2)  Naloxone requires some training to use.  Dentists being encouraged to prescribe these items to patients and their families will require thorough understanding of respiratory depression secondary to excess narcotics and how to use naloxone.  Intranasal naloxone requires expensive Mucosal atomization devices, and requires high volumes of drug (although there are now more expensive conentrated versions of naloxone), approximately 4 ml.  Intramuscular devices are like epi pens and cost upwards of 600 dollars.  Even the original naloxone formulation has had a price increase of nearly 300% since these rules, going from appoximately 9 dollars to 30 dollars on my most recent order - and it is getting worse.
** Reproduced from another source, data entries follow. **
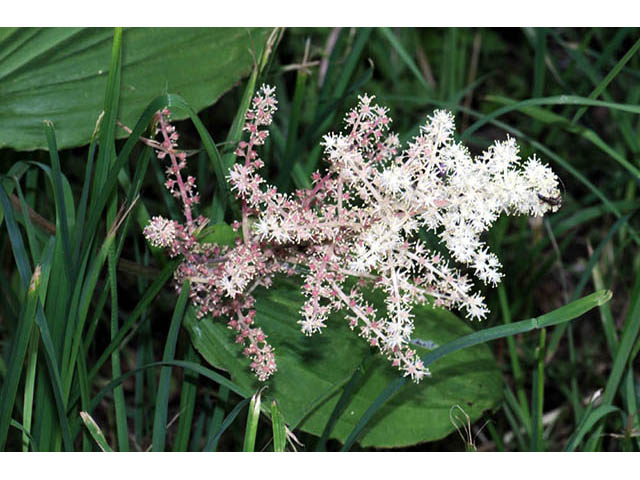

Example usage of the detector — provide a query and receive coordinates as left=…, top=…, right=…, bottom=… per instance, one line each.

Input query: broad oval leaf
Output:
left=0, top=28, right=268, bottom=150
left=185, top=280, right=502, bottom=447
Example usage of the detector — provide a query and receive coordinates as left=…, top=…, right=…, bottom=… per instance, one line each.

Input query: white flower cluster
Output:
left=250, top=96, right=559, bottom=381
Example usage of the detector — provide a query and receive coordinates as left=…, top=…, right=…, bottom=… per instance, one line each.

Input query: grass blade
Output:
left=203, top=397, right=251, bottom=452
left=80, top=412, right=113, bottom=452
left=271, top=400, right=287, bottom=452
left=152, top=280, right=191, bottom=452
left=0, top=266, right=40, bottom=450
left=564, top=405, right=620, bottom=452
left=242, top=390, right=262, bottom=452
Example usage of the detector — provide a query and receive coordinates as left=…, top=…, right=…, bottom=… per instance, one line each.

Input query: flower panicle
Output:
left=145, top=85, right=560, bottom=382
3) Naloxone with any concomitant use of benzodiazapene - we use benzodiazepenes frequently in dentistry for sedation and anesthesia.  Should we give every patient that gets an opioid prescription Naloxone then?  This would basically mean every patient receiving sedation or anesthesia would need a prescription for Naloxone.  It is true that there can be a synergistic effect of narcotics and benzodiazapenes on respiratory depression, but such a blanket "must" is, in my opinion, a waste of medical resources.

In summary, I would ask you to reconsider the wording of the Naloxone requirements for the reasons above.  I also believe that it is more efficacious for dentists to be encouraged to maximize non-narcotic analgesic techniques first and to limit narcotics to breakthrough pain during the acute phase of recovery (5-7 days maximum) either in addition to or in leui of focussing solely on MMEs.